Calder's 45' boat more easily carries the extra weight involved with the hybrid electric propulsion system he installed.

We are also considering an electric drive since we have to repower anyway. The weight is an issue that is swinging the pendulum back to diesel.


----------



## Mark F (Mar 7, 2006)

Hi Andrew,

There are plenty of Electric Auxiliaries out there. I installed one in my Ericson 27 three and half years ago and have been completely satisfied. This is a link to a blog that I started recently; Ep - Blogs - EY.o Information Exchange there are four parts so far. It will give you an idea of the setup and limitations of the design.

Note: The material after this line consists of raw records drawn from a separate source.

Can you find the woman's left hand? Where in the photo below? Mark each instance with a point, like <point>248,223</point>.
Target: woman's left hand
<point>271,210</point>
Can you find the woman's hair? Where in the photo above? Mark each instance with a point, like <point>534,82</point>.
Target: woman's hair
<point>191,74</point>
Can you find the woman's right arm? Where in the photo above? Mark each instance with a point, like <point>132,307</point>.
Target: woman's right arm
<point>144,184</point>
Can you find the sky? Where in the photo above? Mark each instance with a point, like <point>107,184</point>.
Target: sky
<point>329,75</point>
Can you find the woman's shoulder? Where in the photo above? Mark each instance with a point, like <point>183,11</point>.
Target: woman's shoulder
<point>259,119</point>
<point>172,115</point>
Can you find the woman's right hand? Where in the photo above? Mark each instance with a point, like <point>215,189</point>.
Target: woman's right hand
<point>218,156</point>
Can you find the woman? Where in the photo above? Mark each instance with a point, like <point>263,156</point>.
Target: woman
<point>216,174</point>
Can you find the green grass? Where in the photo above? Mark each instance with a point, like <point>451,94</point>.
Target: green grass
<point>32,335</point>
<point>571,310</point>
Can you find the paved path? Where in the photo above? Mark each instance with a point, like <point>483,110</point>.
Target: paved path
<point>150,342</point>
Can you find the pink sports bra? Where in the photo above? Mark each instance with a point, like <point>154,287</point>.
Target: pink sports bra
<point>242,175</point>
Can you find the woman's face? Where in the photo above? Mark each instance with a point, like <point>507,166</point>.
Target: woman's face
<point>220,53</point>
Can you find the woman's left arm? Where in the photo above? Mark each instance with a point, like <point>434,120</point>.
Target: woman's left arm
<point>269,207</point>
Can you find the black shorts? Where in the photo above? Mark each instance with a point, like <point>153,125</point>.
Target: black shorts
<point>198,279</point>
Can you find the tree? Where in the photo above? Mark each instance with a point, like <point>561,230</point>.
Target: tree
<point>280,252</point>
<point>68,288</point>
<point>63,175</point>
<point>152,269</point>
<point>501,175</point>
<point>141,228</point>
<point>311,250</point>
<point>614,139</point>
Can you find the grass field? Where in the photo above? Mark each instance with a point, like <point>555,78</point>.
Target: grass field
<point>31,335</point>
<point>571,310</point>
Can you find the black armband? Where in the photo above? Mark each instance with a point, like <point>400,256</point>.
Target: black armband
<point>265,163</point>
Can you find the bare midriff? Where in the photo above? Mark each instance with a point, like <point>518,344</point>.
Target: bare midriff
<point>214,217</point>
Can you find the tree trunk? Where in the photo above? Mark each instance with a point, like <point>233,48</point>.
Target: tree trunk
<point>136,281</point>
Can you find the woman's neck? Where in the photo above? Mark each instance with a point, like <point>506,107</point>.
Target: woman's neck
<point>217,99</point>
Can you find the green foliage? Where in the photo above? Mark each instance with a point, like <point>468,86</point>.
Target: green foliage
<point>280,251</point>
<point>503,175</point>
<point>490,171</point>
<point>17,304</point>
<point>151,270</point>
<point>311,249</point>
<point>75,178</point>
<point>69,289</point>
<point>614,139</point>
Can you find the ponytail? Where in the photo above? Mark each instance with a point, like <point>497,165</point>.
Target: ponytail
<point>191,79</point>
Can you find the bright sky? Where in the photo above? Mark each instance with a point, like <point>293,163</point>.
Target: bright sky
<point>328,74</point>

Here are some Marine EP manufacturers;
Electric Yacht - Electric sailboat propulsion systems that are cost-effective, yet CLEAN, GREEN and QUIET!
ThunderStruck Motors - Electric Sailboat Kits
ASMO Marine
Electric | Propulsion Marine


----------



## SMReuther (Jan 30, 2002)

*Electric propulsion*

Hi Andrew,

Actually, there are quite a few electric boats out there happily cruising both inland, coastal and beyond. Check out the various companies that offer systems. There are the more "do it yourself" systems if you are handy and really want to be adventurous, or the "drop in type" systems that can still be installed by you to save a bit on costs, but have already been setup for you so you don't have to re-invent the wheel. Mark mentioned several companies (ASMO Marine does have a U.S. distributor in Annapolis). MasterVolt also has systems.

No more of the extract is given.